The Depression decade spawned a new generation of economic protest songs, such as those of Aunt Molly Jackson, Josh White, and Woody Guthrie. Many of these old songs have been recorded by Pete Seeger, and he has added a number of his own to the list. Unfortunately during the 1950s the anti-communist hysteria led to investigations and persecutions of musicians whose politics had been identified as leftist. Although many continued to write and perform, their work was excluded for a time from the mainstream media. Paul Robeson and Pete Seeger were among the most famous victims.

The decades of the 1960s and 1970s was an especially fertile time for protest music, as civil rights advocates united in singing their unofficial anthem, “We Shall Overcome,” and issues of economic justice were tied to the antiwar movement. Bob Dylan’s music became iconic of the era; other important voices include Joan Baez, Phil Ochs, and Marvin Gaye.

If you are interested in studying the impact of a specific genre of music, you may want to look at social justice messages that sometimes show up in Reggae (Bob Marley is especially interesting), rhythm and blues (going back to Huddie “Leadbelly” Ledbetter), jazz, rock, punk (Black Flag), alternative, hip-hop, and rap (Stop the Violence Movement). Almost every possible form of music has been used to mobilize for social change.

If you are interested in the contemporary music scene, you may want to look at the way some musicians use their celebrity to call attention to social and economic justice issues. For example, Bono of U2 has been especially engaged in the campaign to address the problems caused by Third World debt. Peter Gabriel used music to mobilize opposition to apartheid in South Africa and continues to be involved in the human rights movement.
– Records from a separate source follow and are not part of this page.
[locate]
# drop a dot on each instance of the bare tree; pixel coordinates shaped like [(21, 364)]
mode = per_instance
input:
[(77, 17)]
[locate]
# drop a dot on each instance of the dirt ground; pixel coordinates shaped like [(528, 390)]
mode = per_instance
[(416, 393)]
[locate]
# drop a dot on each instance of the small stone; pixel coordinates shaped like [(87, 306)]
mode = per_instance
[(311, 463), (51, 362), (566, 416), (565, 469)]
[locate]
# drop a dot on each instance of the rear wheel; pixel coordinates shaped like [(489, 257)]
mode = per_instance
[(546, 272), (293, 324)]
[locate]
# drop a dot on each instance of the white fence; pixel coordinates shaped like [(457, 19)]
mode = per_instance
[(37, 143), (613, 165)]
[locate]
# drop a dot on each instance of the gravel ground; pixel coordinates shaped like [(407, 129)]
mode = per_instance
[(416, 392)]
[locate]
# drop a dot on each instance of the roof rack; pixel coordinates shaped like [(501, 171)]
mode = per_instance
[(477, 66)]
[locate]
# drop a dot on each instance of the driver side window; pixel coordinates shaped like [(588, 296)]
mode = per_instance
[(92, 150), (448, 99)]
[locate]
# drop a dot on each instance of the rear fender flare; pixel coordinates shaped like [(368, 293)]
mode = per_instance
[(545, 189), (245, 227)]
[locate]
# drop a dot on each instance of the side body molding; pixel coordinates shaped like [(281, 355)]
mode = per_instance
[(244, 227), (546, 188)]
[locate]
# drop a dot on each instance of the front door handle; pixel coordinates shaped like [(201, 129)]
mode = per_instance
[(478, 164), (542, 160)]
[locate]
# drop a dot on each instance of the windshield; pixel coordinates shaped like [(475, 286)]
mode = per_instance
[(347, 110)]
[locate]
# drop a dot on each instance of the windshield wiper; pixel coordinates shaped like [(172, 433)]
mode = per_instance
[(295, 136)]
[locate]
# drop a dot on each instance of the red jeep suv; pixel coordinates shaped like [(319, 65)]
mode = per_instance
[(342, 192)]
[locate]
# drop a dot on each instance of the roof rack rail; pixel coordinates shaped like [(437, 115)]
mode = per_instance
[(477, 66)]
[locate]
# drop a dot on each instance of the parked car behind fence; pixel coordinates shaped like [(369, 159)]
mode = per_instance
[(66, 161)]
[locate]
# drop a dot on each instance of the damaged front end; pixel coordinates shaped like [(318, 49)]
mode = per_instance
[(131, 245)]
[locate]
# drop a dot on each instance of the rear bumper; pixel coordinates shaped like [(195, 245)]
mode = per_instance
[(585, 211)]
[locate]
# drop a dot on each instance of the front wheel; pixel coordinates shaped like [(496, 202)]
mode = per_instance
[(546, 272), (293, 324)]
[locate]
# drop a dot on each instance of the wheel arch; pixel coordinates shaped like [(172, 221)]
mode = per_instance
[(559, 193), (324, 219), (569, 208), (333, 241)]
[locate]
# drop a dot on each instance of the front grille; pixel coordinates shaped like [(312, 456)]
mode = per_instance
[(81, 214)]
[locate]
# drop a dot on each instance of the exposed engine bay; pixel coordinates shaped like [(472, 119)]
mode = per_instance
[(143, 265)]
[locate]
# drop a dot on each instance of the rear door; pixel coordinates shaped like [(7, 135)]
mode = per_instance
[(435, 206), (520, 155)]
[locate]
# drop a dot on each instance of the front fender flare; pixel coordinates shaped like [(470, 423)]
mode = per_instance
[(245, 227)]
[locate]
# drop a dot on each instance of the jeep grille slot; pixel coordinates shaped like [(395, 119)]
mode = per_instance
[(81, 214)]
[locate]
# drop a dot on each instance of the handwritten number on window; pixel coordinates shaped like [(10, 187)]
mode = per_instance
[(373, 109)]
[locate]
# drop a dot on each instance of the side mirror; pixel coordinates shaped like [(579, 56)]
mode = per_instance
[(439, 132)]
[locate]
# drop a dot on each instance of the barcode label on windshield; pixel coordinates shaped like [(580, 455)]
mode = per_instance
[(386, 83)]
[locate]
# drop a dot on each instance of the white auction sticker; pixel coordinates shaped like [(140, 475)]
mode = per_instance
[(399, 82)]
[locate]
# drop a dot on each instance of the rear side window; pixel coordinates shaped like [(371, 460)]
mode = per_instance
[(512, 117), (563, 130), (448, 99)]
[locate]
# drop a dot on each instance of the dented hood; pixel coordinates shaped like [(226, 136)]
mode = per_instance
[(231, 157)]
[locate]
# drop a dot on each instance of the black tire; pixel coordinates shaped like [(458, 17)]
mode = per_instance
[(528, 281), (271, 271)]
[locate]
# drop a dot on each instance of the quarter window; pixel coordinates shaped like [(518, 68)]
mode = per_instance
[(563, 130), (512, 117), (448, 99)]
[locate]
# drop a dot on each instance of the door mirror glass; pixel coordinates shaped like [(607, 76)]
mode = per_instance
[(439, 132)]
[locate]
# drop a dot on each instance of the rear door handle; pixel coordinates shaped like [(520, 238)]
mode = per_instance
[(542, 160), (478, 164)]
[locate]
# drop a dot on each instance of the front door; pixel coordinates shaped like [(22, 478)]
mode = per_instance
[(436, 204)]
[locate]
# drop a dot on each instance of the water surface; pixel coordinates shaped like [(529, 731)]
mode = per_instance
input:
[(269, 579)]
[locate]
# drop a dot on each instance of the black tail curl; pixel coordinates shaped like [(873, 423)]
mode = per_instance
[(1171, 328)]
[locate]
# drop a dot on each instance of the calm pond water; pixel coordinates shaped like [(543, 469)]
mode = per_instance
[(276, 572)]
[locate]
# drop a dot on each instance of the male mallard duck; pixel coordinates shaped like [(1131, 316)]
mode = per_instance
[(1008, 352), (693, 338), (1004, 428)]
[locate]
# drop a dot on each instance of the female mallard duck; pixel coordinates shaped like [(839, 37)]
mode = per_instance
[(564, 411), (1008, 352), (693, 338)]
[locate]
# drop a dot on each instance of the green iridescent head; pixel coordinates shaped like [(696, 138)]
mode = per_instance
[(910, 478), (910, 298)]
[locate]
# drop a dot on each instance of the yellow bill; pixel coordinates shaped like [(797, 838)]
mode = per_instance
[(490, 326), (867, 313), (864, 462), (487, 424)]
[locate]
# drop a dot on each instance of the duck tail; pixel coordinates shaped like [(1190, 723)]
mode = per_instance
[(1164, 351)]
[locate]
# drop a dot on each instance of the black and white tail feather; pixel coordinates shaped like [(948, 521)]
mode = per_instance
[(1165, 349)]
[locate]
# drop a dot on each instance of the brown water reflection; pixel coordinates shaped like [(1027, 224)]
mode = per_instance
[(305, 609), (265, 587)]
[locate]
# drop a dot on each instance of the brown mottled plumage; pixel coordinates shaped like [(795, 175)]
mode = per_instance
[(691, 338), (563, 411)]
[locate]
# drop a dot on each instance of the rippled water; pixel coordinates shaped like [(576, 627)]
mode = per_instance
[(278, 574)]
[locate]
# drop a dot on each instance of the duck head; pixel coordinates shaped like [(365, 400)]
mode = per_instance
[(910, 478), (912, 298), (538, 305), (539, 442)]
Another possible approach is to look at concerts like Farm Aid staged to foster awareness of economic and social problems in rural America.

The long list of musicians and bands who have written songs and engaged in political activism also include Tracy Chapman, Bruce Springsteen, Neil Young, 10,000 Maniacs, Patti Smith, Rage Against the Machine, Ani Di Franco, R.E.M., Tom Waits, Pearl Jam, Beastie Boys, Steve Earle, Eminem, and the list could go on and on ……… Have fun exploring all the possibilities!

Suggested issues to consider:

What song titles are reviewed?
Who are the artists involved in writing, performing and producing the music?
What are their backgrounds? What were their aims and motives in producing the music?
What was the historical and cultural context for the music?
Interpret the meaning and impact of the lyrics.
What instruments are used?
In what ways do the lyrics, rhythms, instrumentations, etc. appeal to the emotions of the audience?
How was the music performed and circulated?
What was its intended audience?
How did the general public receive it? How did music critics respond?
Evaluate its impact on public opinion and social change.
Relate the music to course lectures and discussions

Again it is not sufficient merely to summarize the work; you must research its reception and evaluate its impact on issues of economic rights and social justice.